Francis first made the comments on Tuesday in an interview with The Associated Press, in which he declared that laws criminalizing homosexuality were “unjust” and that “being gay is not a crime.”
As is usual for him, Francis envisions a conversation with someone raising the issue of the Church’s official catechism, which states that homosexual acts are sinful, or “intrinsically disordered.”
The Pope said in mock dialogue, “Okay, first let’s separate the sin from the crime.” “But lack of charity towards one’s neighbor is also a sin.”
His words calling for the decriminalization of homosexuality were hailed by LGBTQ activists as a milestone that would help end bullying and violence towards people in the community. But his reference to “sin” raised questions about whether he believed that the mere fact of being gay was a sin.
James Martin, an American Jesuit who runs outreach to LGBTQ Catholics in the country, sought an explanation from Francis and posted the pontiff’s handwritten response on the outreach’s website late Friday.
In his note, Francis reaffirmed that homosexuality “is not a crime,” and said he said it “to underscore that all criminalization is neither good nor appropriate.”
“When I said it was a sin, I was only referring to Catholic moral teaching which says that any sexual act outside marriage is a sin,” the pope wrote in Spanish, underlining the last sentence.
But for his case-by-case pastoral approach, he said that even the teaching is subject to consideration of circumstances “that abet or mitigate the crime.”
He acknowledged that he should have been more specific in his interview with the Associated Press, but said he used “natural and conversational language” that did not require precise definitions.

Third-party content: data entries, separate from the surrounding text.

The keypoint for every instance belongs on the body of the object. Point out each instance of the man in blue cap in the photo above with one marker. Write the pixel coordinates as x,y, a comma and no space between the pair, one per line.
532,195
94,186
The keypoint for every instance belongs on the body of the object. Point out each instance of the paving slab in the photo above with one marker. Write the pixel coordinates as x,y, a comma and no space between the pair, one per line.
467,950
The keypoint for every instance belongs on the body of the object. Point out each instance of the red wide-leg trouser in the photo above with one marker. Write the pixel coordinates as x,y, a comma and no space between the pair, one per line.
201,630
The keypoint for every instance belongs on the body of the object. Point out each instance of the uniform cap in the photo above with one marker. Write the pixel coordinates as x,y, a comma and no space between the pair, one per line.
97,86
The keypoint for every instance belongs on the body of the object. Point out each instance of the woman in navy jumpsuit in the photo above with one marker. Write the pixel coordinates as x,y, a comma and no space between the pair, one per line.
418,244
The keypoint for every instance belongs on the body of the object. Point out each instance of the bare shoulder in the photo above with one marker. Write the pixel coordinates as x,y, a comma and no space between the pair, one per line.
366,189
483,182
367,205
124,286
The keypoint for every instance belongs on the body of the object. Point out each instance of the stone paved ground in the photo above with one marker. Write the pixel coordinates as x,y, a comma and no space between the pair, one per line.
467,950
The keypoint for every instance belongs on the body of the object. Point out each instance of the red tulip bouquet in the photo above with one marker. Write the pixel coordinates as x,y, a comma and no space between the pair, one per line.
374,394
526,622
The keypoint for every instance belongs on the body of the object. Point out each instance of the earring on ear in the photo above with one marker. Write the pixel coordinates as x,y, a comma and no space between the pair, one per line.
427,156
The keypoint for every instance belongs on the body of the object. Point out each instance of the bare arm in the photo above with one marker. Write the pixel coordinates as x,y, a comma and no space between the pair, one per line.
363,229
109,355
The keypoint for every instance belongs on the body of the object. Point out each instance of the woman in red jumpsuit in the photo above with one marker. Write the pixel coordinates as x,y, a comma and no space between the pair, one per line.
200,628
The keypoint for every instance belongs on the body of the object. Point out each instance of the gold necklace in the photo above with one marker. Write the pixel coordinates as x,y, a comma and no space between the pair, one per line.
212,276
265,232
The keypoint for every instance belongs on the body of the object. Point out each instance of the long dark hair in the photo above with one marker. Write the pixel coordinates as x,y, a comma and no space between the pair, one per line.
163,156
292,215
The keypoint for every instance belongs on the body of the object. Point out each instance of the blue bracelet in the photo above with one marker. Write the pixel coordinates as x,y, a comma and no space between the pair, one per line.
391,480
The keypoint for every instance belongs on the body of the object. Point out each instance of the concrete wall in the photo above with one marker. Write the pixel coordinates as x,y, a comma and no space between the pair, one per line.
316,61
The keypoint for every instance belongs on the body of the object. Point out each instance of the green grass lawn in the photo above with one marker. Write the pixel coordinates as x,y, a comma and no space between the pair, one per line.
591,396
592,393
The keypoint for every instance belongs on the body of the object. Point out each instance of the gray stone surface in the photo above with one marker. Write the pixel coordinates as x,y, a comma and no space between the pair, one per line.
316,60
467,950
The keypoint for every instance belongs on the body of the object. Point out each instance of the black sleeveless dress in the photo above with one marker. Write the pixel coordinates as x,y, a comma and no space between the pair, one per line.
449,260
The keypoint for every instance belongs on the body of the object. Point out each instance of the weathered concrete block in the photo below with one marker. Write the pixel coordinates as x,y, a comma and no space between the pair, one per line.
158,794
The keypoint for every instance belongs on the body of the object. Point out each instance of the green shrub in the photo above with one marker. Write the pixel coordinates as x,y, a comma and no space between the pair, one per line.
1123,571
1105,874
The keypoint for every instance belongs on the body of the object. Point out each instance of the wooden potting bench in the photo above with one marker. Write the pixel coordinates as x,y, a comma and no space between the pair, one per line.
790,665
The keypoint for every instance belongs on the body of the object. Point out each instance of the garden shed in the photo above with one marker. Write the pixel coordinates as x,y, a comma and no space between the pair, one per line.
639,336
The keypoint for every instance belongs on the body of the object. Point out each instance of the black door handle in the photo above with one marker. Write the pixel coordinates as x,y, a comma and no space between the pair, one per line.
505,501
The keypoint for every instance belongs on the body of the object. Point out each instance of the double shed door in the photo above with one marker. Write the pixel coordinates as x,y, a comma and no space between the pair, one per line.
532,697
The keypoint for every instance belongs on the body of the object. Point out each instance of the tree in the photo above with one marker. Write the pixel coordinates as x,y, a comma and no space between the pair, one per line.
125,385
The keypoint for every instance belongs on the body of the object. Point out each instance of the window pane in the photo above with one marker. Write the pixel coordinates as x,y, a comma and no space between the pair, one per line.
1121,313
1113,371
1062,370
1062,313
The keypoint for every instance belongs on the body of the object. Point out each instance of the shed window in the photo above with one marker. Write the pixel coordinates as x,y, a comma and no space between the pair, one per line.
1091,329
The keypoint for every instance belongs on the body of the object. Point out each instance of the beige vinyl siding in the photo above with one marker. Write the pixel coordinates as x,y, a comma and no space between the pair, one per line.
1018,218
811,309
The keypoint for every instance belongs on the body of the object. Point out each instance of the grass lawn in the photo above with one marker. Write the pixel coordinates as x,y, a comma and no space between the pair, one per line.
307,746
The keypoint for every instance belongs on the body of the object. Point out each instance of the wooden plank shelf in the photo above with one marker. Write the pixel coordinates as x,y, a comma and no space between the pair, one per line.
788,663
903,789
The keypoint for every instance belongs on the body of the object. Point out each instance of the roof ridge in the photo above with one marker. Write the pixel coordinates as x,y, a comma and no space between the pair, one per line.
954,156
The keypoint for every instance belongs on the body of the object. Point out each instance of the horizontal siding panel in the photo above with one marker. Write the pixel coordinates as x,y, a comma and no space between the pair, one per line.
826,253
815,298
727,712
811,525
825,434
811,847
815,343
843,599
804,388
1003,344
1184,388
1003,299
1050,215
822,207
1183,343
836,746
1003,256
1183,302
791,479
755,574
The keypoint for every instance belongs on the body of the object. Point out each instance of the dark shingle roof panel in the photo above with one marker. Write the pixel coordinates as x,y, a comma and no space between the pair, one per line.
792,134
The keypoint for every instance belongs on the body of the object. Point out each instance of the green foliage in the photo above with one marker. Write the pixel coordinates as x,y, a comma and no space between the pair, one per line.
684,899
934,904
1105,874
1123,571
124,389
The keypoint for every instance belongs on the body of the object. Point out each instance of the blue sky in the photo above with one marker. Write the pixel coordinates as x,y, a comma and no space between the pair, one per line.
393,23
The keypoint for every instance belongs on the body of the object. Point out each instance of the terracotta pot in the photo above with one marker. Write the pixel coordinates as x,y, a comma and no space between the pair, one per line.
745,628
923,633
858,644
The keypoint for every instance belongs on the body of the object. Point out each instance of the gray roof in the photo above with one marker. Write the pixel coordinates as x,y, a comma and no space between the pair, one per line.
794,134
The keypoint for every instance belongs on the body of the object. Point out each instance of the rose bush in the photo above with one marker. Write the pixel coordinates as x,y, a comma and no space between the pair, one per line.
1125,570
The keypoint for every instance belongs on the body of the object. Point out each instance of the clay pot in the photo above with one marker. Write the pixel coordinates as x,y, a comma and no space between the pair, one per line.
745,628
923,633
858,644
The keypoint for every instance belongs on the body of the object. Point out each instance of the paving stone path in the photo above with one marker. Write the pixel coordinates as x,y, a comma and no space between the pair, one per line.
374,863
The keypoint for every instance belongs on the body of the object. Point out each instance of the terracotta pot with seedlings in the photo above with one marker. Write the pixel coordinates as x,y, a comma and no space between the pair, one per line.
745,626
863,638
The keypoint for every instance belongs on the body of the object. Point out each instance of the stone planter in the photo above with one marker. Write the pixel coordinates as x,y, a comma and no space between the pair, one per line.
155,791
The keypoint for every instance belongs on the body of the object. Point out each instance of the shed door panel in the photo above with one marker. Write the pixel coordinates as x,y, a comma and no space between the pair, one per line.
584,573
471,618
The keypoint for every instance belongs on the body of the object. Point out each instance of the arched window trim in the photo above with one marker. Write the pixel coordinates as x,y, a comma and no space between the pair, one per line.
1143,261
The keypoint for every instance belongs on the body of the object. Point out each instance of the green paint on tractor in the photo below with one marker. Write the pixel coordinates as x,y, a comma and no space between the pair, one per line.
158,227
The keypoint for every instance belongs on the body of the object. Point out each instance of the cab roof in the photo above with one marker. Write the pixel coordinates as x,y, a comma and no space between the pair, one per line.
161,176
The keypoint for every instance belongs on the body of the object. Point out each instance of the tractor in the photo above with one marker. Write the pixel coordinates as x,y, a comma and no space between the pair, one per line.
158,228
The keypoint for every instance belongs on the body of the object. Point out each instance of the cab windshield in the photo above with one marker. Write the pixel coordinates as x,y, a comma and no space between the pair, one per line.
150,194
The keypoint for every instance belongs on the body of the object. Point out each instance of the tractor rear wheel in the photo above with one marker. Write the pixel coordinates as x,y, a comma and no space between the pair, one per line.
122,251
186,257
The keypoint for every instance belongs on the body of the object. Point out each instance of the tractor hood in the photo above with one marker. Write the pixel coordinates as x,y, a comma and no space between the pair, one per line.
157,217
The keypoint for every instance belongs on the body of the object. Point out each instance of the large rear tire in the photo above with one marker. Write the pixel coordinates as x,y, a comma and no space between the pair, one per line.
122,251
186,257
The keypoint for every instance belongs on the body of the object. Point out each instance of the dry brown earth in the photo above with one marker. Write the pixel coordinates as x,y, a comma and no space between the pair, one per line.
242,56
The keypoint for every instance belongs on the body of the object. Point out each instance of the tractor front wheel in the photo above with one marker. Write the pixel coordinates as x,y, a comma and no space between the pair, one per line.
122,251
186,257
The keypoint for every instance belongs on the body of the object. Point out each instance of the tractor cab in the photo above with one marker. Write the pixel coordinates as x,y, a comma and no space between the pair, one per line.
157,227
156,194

“As you see, I was repeating a general point. He should have said, ‘It is a sin as is any sexual act outside marriage. It is a “case” of sin, but we are good Kindly know that Catholic ethics, in addition to matter, evaluates freedom, intention; and this, for all kinds of sins, ”he said.
Some 67 countries or jurisdictions around the world criminalize consensual same-sex relationships, and 11 of them have or can impose the death penalty, according to The Human Dignity Trust, which is working to end those laws. Is. Experts point out that even when laws are not enforced, they contribute to harassment, stigma, and violence against LGBTQ people.
Catholic doctrine prohibits same-sex marriage, asserting that the sacrament of marriage is a lifelong bond between one man and one woman. It reserves sex for married couples and prohibits artificial insemination.
In his decade-long pontificate, Francis has maintained that principle, but has made reaching out to the LGBTQ community a priority. In addition, he has emphasized a more compassionate approach in the application of principle to support people rather than judge them.